Quandl package in Python
In the following tutorial, we will understand the Quandl package and its use in the Python programming language with some examples. But before we get started, let us understand what Quandl is?
Quandl is a platform that offers economic, financial, and alternative datasets to its users. Users can download free data, buy paid data or sell data to Quandl.
In the following tutorial, we will understand the method of extracting data with the help of the Python programming language.
Understanding the Data Structure of Quandl
The data of Quandl comes in two formats: The first being the Time series and the second being the Tables.
Remember that some datasets can be available in both formats.
The Time series format
Time series data is referred to the data taken over a period of time.
The Time series data are generally displayed with the help of line graphs, where the X-axis signifies dates, and the Y-axis signifies the other numeric observations.
The format of the Time series only consists of numerical data, which is indexed by one date field. This statement implies that the data is sorted by dates. This format enables users to retrieve the complete time series or a specific section, also known as a “slice”.
Most datasets of Quandl are stored in the Time series format since the financial data typically contain dates and observations which perfectly fit the format.
The Table Format
Tables not only consist of numerical values but various unsorted data types like strings, numbers, dates, and many more. We can also filter them into different fields.

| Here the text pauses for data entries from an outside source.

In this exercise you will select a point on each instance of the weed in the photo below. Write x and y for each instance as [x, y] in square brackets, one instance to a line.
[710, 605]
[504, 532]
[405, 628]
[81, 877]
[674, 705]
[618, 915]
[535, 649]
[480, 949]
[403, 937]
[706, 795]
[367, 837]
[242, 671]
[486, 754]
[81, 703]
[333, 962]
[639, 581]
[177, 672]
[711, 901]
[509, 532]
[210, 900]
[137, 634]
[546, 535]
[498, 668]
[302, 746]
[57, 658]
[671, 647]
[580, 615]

What is the Quandl ID code?
Each feed of data consists of a short ID. This ID is also known as a Quandl code.
- Federal Reserve Economic Data (time series): FRED
- Core US Fundamentals (tables): SF1
The Time series data like FRED is composed of a large number of individual time series where each of them has its Quandl code added on to the main Quandl code. For example, US civilian unemployment rate: FRED/UNRATE.
On the contrary, the Table data like SF1 consist of single or multiple tables where each of them has its Quandl code. For example, the Quandl code for the Core US Fundamentals table is SHARADAR/SF1.
Quandl offers a wide range of tools for Data Analysis which includes API, Python, R, Excel, Ruby, and many more.
One can find the complete list at https://data.nasdaq.com/tools/full-list.
Understanding the Pros and Cons of Quandl
The advantages or Pros of using Quandl are as follows:
- Quandl provides an enormous collection of data (over 20 million datasets).
- All datasets are accessible for instantaneous download in any preferred format.
- All datasets on Quandl are accessible through the same API, irrespective of who originally published the data or in what format.
- Data is transparent.
- Datasets are clean and easy to locate.
- Some sections of Quandl are free and open for everyone.
- New data is added every week.
- We can utilize Quandl in many programs (Excel, R, Python, Ruby, MATLAB, and more).
- We can utilize Quandl to sell the data.
The disadvantages or Cons of using Quandl are as follows:
- There are many exotic datasets that are not free.
- They provide limited amounts of support while constructing analyses or discovering information.
- Quandl is not much beginner-friendly.
- They do not have real-time or delayed stock price data.
- They do not have a master security list.
Is Quandl Free?
Quandl provides both free and premium products. The Quandl API is free and grants access to all the free datasets.
Quandl users are required to pay in order to access the premium data products of Quandl.
Understanding the difference between Free and Premium Datasets
Quandl offers a wide range of free products from different “credible and established” sources like Central banks, organizations, government agencies, and many more.
On the contrary, the premium products of Quandl come from data providers like Barchart, AlgoSeek, Brave New Coin, Applied Research, CryptoCompare, and many more.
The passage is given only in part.